Pro Forma Financials
Potential synergies from the transaction range from $100 million to $250 million to be realized in the next 18 months. On a call discussing the transaction, IAC executives expected that many of these synergies would be realized within one year of the transaction closing, currently projected for October 2017.
The 2018 target adjusted earnings before interest, taxes, depreciation, and amortization (EBITDA) for the combined entity is $270 million, excluding one-time transaction costs (up to $100 million) and the write-off of deferred revenue. The combined entity will also target a five-year revenue compound annual growth rate between 20 and 25 percent and an adjusted EBTIDA margin of 35 percent.
First Quarter Earnings Review
Total revenue for the first quarter of 2017 declined 13 percent to $73.1 million, attributable to lower service provider and membership revenue.
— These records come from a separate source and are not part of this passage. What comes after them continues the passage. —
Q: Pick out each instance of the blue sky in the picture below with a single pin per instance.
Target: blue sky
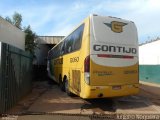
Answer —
(59, 17)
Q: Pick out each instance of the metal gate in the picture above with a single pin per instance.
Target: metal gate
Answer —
(15, 75)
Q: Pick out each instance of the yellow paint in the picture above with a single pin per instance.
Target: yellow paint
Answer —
(102, 78)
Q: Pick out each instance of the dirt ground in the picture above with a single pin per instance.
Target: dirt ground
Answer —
(46, 98)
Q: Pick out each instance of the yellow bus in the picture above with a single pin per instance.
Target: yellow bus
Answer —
(98, 59)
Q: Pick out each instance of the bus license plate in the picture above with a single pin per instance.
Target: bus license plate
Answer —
(116, 87)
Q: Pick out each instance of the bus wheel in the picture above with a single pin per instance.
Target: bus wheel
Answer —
(66, 86)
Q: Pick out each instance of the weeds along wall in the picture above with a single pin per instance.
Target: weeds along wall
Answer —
(15, 75)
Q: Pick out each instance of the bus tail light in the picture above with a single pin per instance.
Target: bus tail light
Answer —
(87, 69)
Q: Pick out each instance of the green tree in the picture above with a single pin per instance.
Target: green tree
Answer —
(30, 36)
(17, 20)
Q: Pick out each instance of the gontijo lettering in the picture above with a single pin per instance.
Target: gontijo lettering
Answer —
(119, 49)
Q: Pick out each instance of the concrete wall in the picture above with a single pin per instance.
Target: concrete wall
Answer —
(11, 35)
(149, 53)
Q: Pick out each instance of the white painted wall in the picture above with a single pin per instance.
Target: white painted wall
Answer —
(149, 53)
(11, 34)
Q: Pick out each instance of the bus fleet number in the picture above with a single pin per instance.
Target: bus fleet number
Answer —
(74, 59)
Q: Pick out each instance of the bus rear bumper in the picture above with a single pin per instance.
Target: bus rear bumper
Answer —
(110, 91)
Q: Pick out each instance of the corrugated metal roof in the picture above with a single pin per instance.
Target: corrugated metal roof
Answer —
(48, 39)
(11, 35)
(147, 42)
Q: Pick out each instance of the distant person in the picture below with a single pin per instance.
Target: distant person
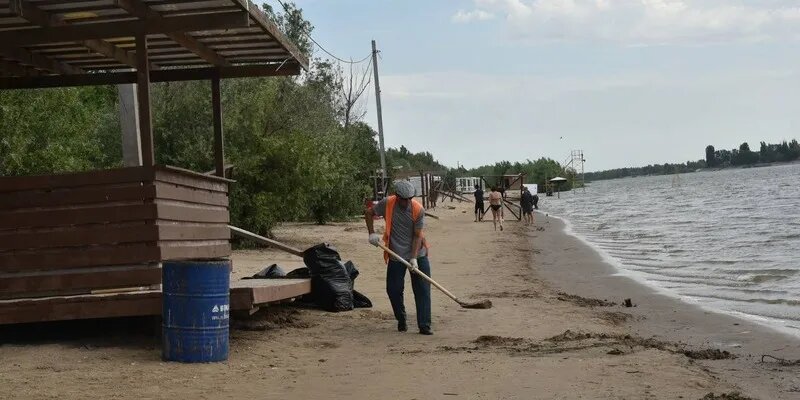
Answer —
(478, 203)
(496, 204)
(526, 203)
(404, 218)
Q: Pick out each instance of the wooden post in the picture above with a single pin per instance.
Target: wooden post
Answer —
(422, 189)
(129, 122)
(219, 141)
(143, 91)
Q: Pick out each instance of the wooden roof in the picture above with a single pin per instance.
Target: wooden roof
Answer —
(45, 43)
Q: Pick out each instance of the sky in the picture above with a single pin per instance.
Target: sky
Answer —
(629, 82)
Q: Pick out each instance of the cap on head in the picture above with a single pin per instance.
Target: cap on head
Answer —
(404, 189)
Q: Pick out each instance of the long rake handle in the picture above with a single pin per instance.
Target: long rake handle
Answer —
(418, 272)
(265, 241)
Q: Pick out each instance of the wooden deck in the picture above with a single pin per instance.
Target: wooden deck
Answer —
(75, 233)
(245, 295)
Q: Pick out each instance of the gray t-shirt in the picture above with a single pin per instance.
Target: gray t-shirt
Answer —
(402, 228)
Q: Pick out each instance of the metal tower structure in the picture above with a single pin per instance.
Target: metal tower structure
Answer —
(575, 162)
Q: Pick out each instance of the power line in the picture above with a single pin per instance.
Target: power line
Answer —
(286, 9)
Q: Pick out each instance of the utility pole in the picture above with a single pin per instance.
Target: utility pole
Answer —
(380, 115)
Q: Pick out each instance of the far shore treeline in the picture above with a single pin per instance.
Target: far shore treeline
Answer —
(715, 159)
(300, 148)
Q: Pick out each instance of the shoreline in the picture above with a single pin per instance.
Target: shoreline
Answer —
(617, 270)
(544, 337)
(587, 271)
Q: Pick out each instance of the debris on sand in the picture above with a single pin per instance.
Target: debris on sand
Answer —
(491, 340)
(584, 301)
(726, 396)
(628, 303)
(709, 354)
(568, 341)
(521, 294)
(615, 318)
(270, 318)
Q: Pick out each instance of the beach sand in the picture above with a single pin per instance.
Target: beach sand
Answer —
(552, 334)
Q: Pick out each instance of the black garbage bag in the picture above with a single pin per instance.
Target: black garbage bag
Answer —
(299, 273)
(352, 271)
(359, 300)
(271, 272)
(331, 286)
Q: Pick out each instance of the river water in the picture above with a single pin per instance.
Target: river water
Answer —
(726, 240)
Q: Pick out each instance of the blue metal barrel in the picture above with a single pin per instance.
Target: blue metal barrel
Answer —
(195, 310)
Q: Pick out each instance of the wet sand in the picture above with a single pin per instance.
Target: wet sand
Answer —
(548, 336)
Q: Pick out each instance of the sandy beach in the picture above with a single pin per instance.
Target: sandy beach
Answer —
(557, 331)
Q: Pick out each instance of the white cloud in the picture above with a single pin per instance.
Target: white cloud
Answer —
(475, 15)
(645, 22)
(620, 119)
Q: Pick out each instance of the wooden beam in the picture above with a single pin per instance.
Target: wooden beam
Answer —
(147, 26)
(35, 15)
(13, 68)
(141, 10)
(219, 140)
(273, 30)
(143, 92)
(171, 75)
(19, 8)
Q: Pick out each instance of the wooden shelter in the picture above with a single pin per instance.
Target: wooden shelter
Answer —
(70, 243)
(509, 184)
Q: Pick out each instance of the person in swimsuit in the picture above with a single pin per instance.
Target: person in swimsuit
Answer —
(478, 203)
(496, 203)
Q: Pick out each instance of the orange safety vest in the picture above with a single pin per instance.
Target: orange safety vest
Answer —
(416, 208)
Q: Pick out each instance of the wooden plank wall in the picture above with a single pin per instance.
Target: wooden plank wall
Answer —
(74, 233)
(192, 213)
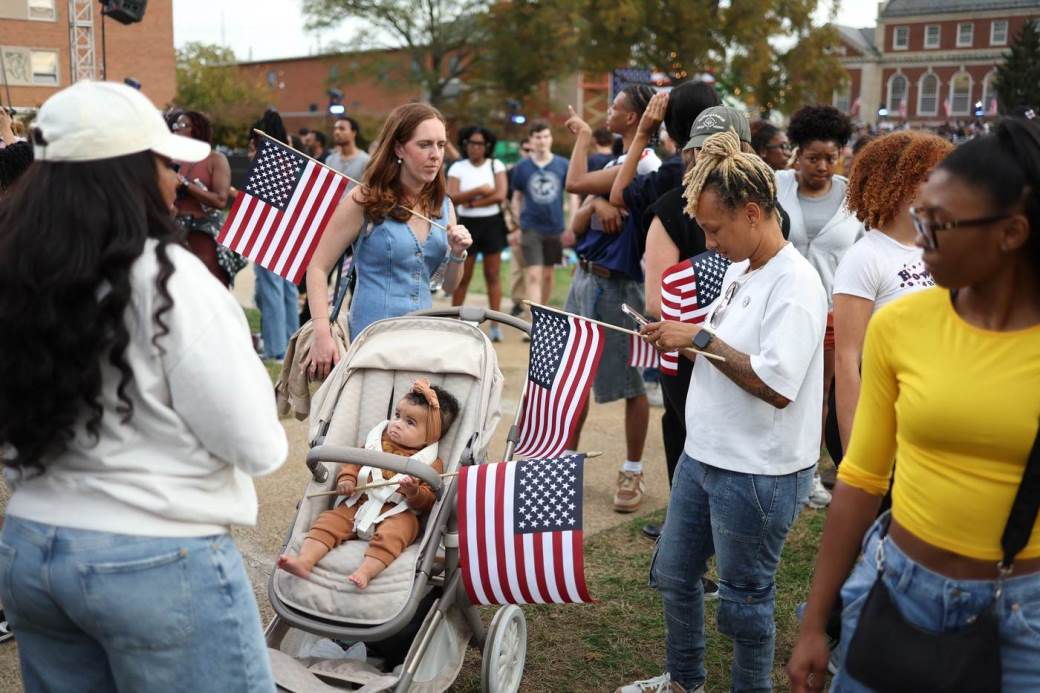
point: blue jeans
(278, 301)
(743, 519)
(935, 602)
(94, 611)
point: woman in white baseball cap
(132, 415)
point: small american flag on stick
(281, 213)
(687, 289)
(642, 355)
(520, 537)
(565, 353)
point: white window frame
(970, 41)
(888, 95)
(57, 69)
(44, 5)
(897, 46)
(920, 95)
(988, 91)
(953, 103)
(992, 32)
(842, 97)
(938, 35)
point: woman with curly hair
(132, 415)
(477, 184)
(950, 402)
(201, 196)
(822, 228)
(885, 264)
(395, 252)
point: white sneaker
(819, 496)
(654, 395)
(661, 684)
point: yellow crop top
(957, 407)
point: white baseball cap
(91, 121)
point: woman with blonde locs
(752, 424)
(395, 251)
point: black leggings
(673, 421)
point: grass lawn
(561, 283)
(621, 638)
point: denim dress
(394, 271)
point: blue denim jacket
(393, 271)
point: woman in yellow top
(952, 390)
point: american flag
(520, 538)
(280, 215)
(565, 353)
(642, 355)
(687, 289)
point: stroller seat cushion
(329, 594)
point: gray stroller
(415, 619)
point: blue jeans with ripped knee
(743, 519)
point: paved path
(280, 491)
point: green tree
(765, 52)
(209, 82)
(1018, 79)
(443, 37)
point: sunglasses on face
(928, 228)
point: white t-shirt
(777, 317)
(204, 421)
(881, 270)
(471, 177)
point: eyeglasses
(927, 228)
(720, 311)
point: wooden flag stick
(618, 329)
(356, 182)
(448, 475)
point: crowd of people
(880, 297)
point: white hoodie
(204, 422)
(826, 251)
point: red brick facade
(929, 68)
(144, 51)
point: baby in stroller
(387, 516)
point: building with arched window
(928, 61)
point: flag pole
(448, 475)
(356, 182)
(617, 329)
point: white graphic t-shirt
(881, 270)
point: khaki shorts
(541, 250)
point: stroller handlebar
(359, 456)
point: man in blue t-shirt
(538, 202)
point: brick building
(49, 44)
(929, 61)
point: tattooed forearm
(737, 368)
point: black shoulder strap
(1023, 510)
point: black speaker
(124, 11)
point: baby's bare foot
(294, 565)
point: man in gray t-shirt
(347, 157)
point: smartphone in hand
(634, 314)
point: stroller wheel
(504, 651)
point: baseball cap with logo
(91, 121)
(715, 120)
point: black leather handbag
(891, 656)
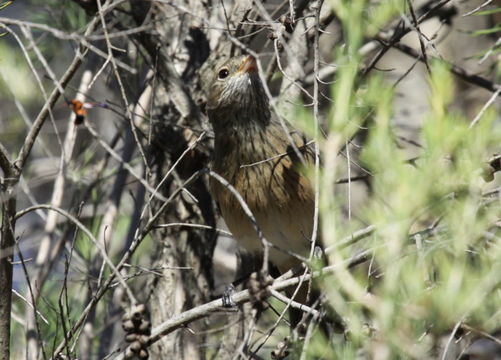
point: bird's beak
(248, 65)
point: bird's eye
(223, 73)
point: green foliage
(435, 252)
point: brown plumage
(254, 154)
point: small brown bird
(254, 154)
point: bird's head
(236, 91)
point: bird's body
(255, 155)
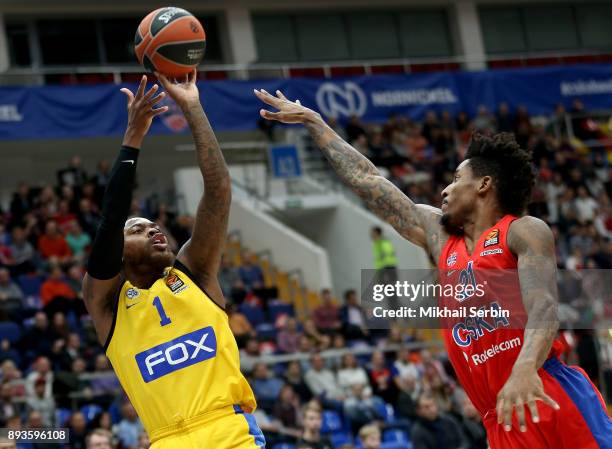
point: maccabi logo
(346, 100)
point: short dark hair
(501, 157)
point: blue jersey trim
(581, 392)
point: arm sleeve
(107, 249)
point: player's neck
(142, 277)
(480, 220)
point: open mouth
(159, 241)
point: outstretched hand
(288, 111)
(141, 111)
(183, 91)
(521, 390)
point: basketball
(170, 41)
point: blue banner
(87, 111)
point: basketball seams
(161, 32)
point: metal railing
(327, 69)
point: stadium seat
(331, 422)
(30, 284)
(10, 331)
(266, 331)
(284, 446)
(340, 438)
(253, 314)
(395, 436)
(396, 445)
(62, 415)
(280, 308)
(90, 411)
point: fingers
(143, 83)
(157, 98)
(548, 400)
(150, 92)
(267, 98)
(154, 112)
(533, 409)
(520, 413)
(270, 115)
(128, 93)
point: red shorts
(581, 422)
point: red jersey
(483, 350)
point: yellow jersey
(174, 353)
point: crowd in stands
(388, 392)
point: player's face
(145, 244)
(458, 198)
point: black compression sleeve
(107, 249)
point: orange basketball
(170, 41)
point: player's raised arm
(103, 278)
(418, 223)
(533, 242)
(202, 253)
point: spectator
(42, 403)
(53, 245)
(322, 381)
(370, 436)
(249, 355)
(250, 274)
(42, 371)
(22, 252)
(311, 435)
(381, 378)
(78, 431)
(73, 175)
(353, 318)
(128, 430)
(432, 430)
(228, 276)
(327, 315)
(240, 326)
(471, 425)
(287, 408)
(77, 240)
(56, 294)
(266, 386)
(293, 377)
(8, 289)
(289, 338)
(99, 439)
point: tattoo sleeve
(417, 223)
(203, 251)
(533, 242)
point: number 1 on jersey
(162, 313)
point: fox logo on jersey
(184, 351)
(492, 238)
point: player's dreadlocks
(500, 157)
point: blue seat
(266, 331)
(331, 422)
(340, 438)
(284, 446)
(280, 308)
(90, 411)
(395, 436)
(62, 415)
(10, 331)
(396, 445)
(254, 314)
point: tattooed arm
(533, 243)
(419, 223)
(202, 253)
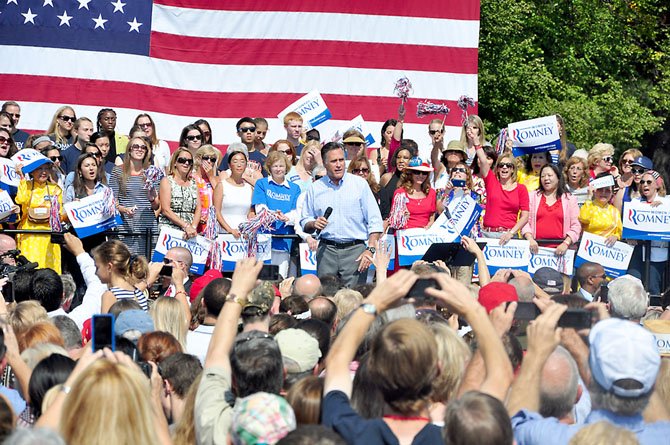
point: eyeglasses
(187, 161)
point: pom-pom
(153, 177)
(403, 87)
(426, 108)
(399, 214)
(250, 228)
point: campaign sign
(359, 124)
(515, 254)
(311, 107)
(198, 246)
(545, 258)
(459, 217)
(642, 221)
(534, 136)
(8, 173)
(614, 259)
(30, 159)
(90, 215)
(233, 249)
(307, 260)
(413, 243)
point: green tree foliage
(604, 65)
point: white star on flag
(29, 17)
(118, 6)
(100, 22)
(64, 19)
(134, 25)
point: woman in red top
(415, 184)
(507, 201)
(554, 213)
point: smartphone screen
(102, 328)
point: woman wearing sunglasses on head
(136, 204)
(506, 200)
(179, 195)
(62, 124)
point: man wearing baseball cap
(624, 362)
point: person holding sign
(36, 197)
(179, 195)
(554, 213)
(507, 201)
(598, 216)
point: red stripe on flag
(201, 103)
(444, 9)
(313, 53)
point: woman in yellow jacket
(35, 196)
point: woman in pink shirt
(554, 213)
(507, 200)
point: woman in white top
(232, 196)
(160, 149)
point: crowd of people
(364, 351)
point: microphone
(326, 215)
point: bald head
(307, 286)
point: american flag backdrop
(181, 60)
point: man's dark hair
(22, 285)
(180, 370)
(257, 364)
(330, 284)
(47, 288)
(311, 434)
(68, 330)
(320, 331)
(327, 148)
(323, 309)
(244, 120)
(214, 295)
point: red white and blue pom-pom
(427, 108)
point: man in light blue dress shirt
(355, 219)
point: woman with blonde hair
(180, 202)
(601, 160)
(60, 129)
(168, 316)
(136, 204)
Angie’s indicated that these decreases were caused by certain technology issues which impacted service origination and renewals, and the creation of the free (Green) membership tier.
Operating expenses declined 21 percent from the same period a year ago to $69.6 million. The company saw declines across all categories with the exception of product and technology expenses. Angie’s reported quarterly net income of $2.0 million, as compared to a net loss of $4.7 million in the first quarter of 2016.
Cash provided by operations in the first quarter of 2017 was $4.2 million, as compared to $9.2 million in the same period one year earlier. At March 31, 2017, Cash and equivalents stood at $28.8 million, and the company’s net working capital deficit was $14.5 million.
- Developments regarding the timeline of the proposed merger;
- Further disclosures regarding the projected performance of the combined entity; and
- Changes in the consideration paid to shareholders of Angie’s.
- The proposed merger does not close as anticipated.
As of May 5, 2017, shares of Angie’s closed at $10.71, up slightly more than one percent on the day, yielding a market capitalization of approximately $650 million. The past year for Angie’s stock has been uneven, ranging from a low of $5.50 in mid-March to a high of $10.97 this past week. After the merger was announced, the stock surged more than 60 percent. The May 5, 2017, closing price represents a 26 percent premium to IAC’s cash offer price of $8.50 per share.
The combination of Angie’s and HomeAdvisor seems like a natural way to grow both companies and capitalize on the massive market for U.S. home services. Management has created some lofty expectations, and it remains to be seen whether they can deliver the promised synergies and growth.
The cash offer from IAC represents a 44 percent premium to the May 1, 2017, closing price of $5.89. While this is well below Angie’s 2011 IPO price of $13, this is still a significant premium to the pre-transaction share price. Furthermore, the stock is now trading above the IAC bid price, and shareholders have the option to simply cash out prior to the completion of the deal.
The other option is to simply wait and receive shares of ANGI Homeservices. While shareholders of Angie’s will only own between 10 and 13 percent of the company, there is significant upside potential that could provide superior returns to either IAC’s cash bid or the current market price.